From the work-energy theorem you already know, the net work done on a body equals its change in kinetic energy: W_net = ΔKE. This is always true. But for certain forces — gravity, spring forces — something special holds: the work they do depends only on the starting and ending position, not on the path traveled between them. A ball dropped straight down and a ball rolled down a curved ramp gain the same kinetic energy from gravity if they fall the same height. These are conservative forces, and recognizing them unlocks a far more powerful method of analysis.
The key is the potential energy function U, defined so that F = -dU/dx in one dimension (or F = -∇U in three). The negative sign encodes the physical intuition: force points toward decreasing potential energy, just as a ball rolls downhill. For gravity near Earth's surface, U = mgh, and F = -d(mgh)/dh = -mg, consistent with gravity pulling downward. For a spring, U = ½kx², and F = -kx, consistent with the restoring force toward equilibrium. These potential energy expressions are not definitions to memorize independently — they follow from integrating the forces you already know.
The payoff is conservation of mechanical energy: when only conservative forces do work on a system, the total mechanical energy E = KE + PE is constant throughout the motion. Writing E_initial = E_final lets you solve for any unknown state without tracing the path. A roller coaster descending from rest at height h reaches speed v = √(2gh) at the bottom, regardless of the track's shape — you don't integrate work along the curve, you simply equate energy. A mass on a spring oscillates indefinitely, converting kinetic energy to elastic potential and back, with the total unchanged.

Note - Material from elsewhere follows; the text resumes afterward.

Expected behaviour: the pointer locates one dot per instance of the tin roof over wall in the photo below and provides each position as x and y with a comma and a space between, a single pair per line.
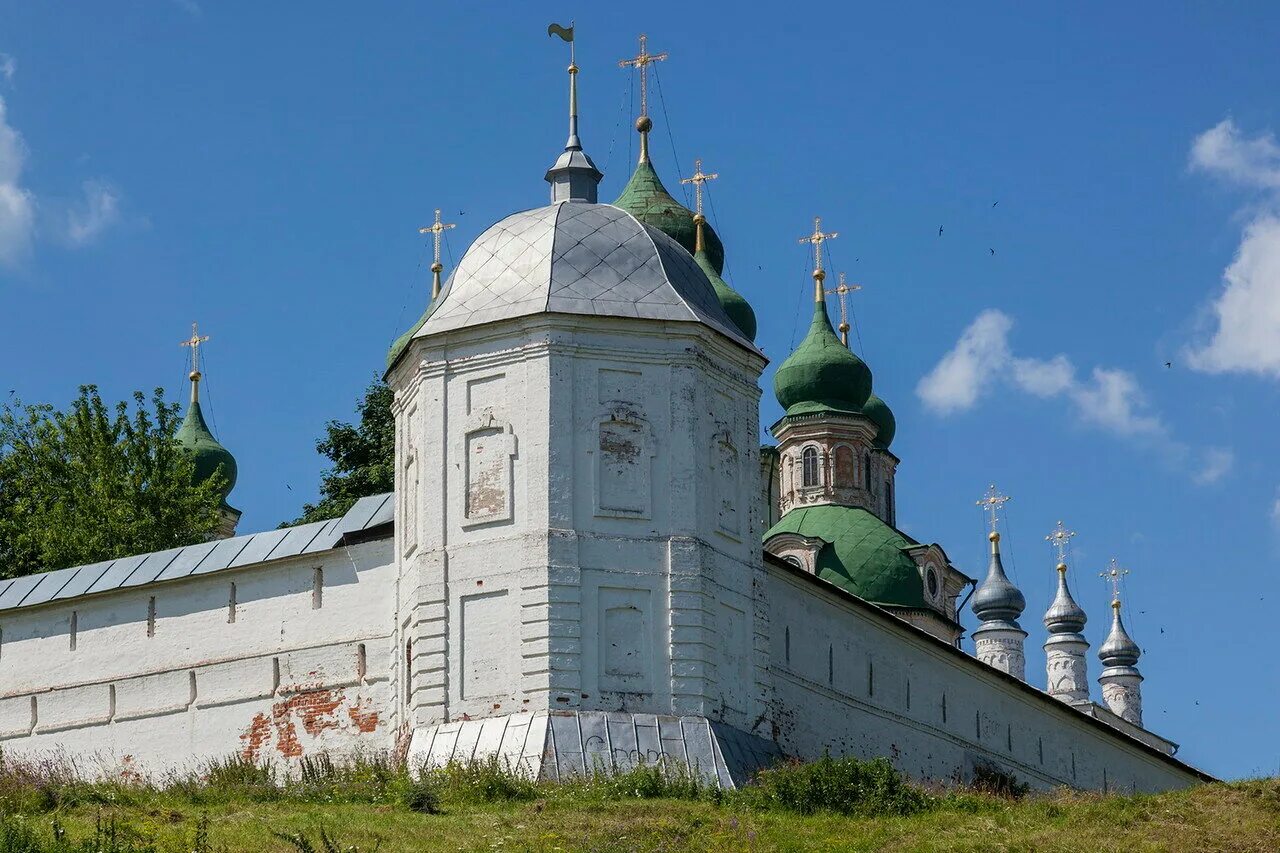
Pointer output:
360, 523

The contrast with non-conservative forces defines the method's scope. Friction, drag, and externally applied forces that lack a potential energy function do work that depends on path length — they convert mechanical energy to heat or inject energy from external sources. When these are present, use the general form: ΔE_mechanical = W_non-conservative. Conservative forces still contribute through ΔPE, but non-conservative work appears explicitly on the right. Identifying which forces are conservative is always the first step: segregate the forces, handle conservative ones through potential energy, and account for the rest through path-dependent work.